Non-destructive stochastic model-based detection of diet-induced alterations in fish texture

TitleNon-destructive stochastic model-based detection of diet-induced alterations in fish texture
Publication TypeJournal Article
Year of Publication2012
AuthorsGrigorakis, K, Dimogianopoulos D
JournalSensing and Instrumentation for Food Quality and Safety
Volume6
Issue1-4
Pages35 - 47
KeywordsDicentrarchus labrax, Diet, Sea bass, Statistical hypothesis test, Stochastic model-based diagnosis, Texture, Traceability
Abstract

A stochastic model-based scheme detecting diet-induced textural alterations in fish muscle in an innovative, non-destructive manner is presented. The scheme operates on proven fault diagnosis principles as used in mechanical systems. It combines a cost-effective instrument setup, along with a non-destructive, vibration-like testing of fish samples and an accurate (under typical uncertainties) stochastic modeling of their response. The identified models provide key indicators indirectly related to the tested fish's texture, itself affected by (and, thus indicative of) its dietary history. Statistical hypothesis tests perform comparisons of such key indicators from tests with fish samples of different dietary histories. The issued statistical decisions allow for reliable tracing of fish on the basis of the diet-induced textural changes, while quantifying the risk of the decision-making process.

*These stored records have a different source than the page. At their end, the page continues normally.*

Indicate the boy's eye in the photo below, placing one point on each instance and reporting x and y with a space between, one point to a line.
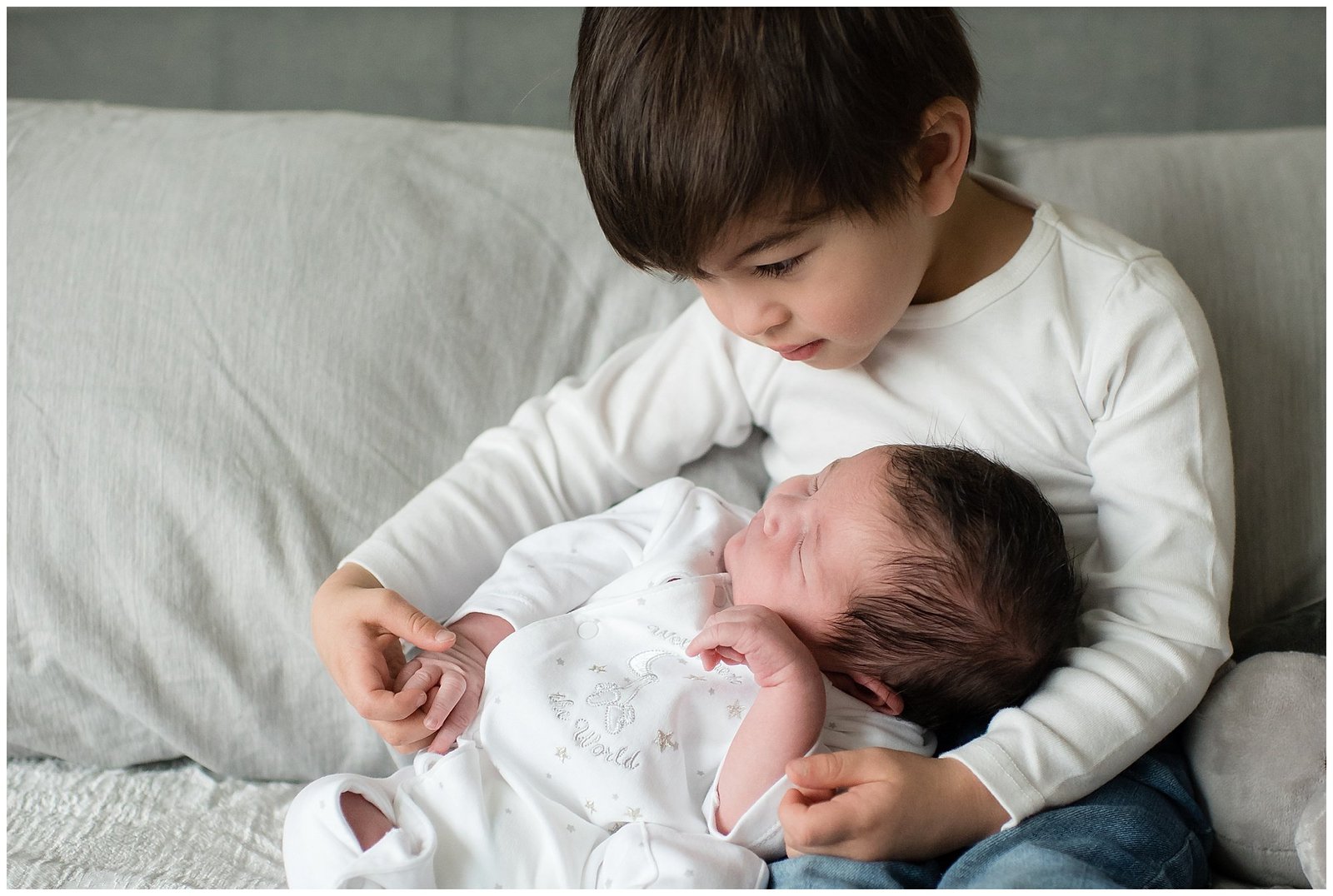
779 268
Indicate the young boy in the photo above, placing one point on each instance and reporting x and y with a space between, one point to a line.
932 581
808 170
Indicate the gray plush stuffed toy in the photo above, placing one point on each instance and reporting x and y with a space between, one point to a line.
1257 749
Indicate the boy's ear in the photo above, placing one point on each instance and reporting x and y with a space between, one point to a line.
876 694
941 153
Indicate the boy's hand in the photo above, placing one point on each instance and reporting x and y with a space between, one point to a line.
452 679
757 638
886 804
357 625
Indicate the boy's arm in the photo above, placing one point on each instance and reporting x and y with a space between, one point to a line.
788 712
1153 625
652 407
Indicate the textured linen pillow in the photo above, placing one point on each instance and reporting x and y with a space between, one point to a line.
237 343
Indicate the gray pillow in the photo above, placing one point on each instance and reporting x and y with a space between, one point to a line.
237 343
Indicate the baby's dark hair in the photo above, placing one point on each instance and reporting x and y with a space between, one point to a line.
976 618
686 120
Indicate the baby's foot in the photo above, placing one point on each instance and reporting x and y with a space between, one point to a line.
367 822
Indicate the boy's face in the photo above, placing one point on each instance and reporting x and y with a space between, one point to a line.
815 543
823 292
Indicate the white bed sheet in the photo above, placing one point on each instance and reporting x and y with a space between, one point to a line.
167 825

Validation tests involved samples from two distinct fish groups sharing similar dietary histories except for a supplementation of dietary taurine at 1 % level in one of them. The altered textural characteristics in taurine-supplemented fish (initially suggested by taste panel evaluation) were effectively detected via the proposed scheme. These promising results suggest the scheme's potential as a non-destructive, cost-effective and reliable solution for fish traceability. © 2012 Springer Science+Business Media New York.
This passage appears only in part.